И опять — этот прежний тяжелый столбняк. Потом… я хорошо помню себя лишь с тех пор, как швейцар Василий распахнул предо мною двери подъезда и я очутилась на улице. Воздух освежил меня. Самосознание понемногу возвращалось. Как видно, женский инстинкт красоты работает, если даже все чувства поражены. В зеркальных окнах магазинов я видела себя, одетую тщательно, как всегда. Прохожие провожали меня, как хорошенькую нарядную барышню, обычными взглядами одобрения, не замечая во мне, по-видимому, никакой странности. Я улыбалась глазами, хотя чувствовала в горле приступы истерического удушья. Только мыслей по-прежнему не было в тяжелой, как свинцом налитой, голове, и явственно звенело в ушах моих нахальное щебетанье: «Какое глупое положение… какое глупое положение!»

— Апельсины хороши! — крикнул возле меня разносчик.

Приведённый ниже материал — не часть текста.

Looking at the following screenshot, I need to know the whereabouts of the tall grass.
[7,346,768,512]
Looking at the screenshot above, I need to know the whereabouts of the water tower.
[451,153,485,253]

Этот крик был первым внешним звуком, проникшим в летаргию моей мысли. До того я только видела улицу, но не слыхала ее. Я вздрогнула и остановилась.

— Купили бы, барышня!

Не знаю, как в руках моих очутился сверток с пятью апельсинами. Я очистила один, не снимая перчаток, и на ходу начала жевать его, пластинку за пластинкой. Какая-то элегантная дама с удивлением оглядела меня; ее презрительная улыбка напомнила мне, что кто-нибудь из нашего общества может встретить меня с этими неприличными апельсинами, и мне стало стыдно и досадно. Я бросила их на мостовую.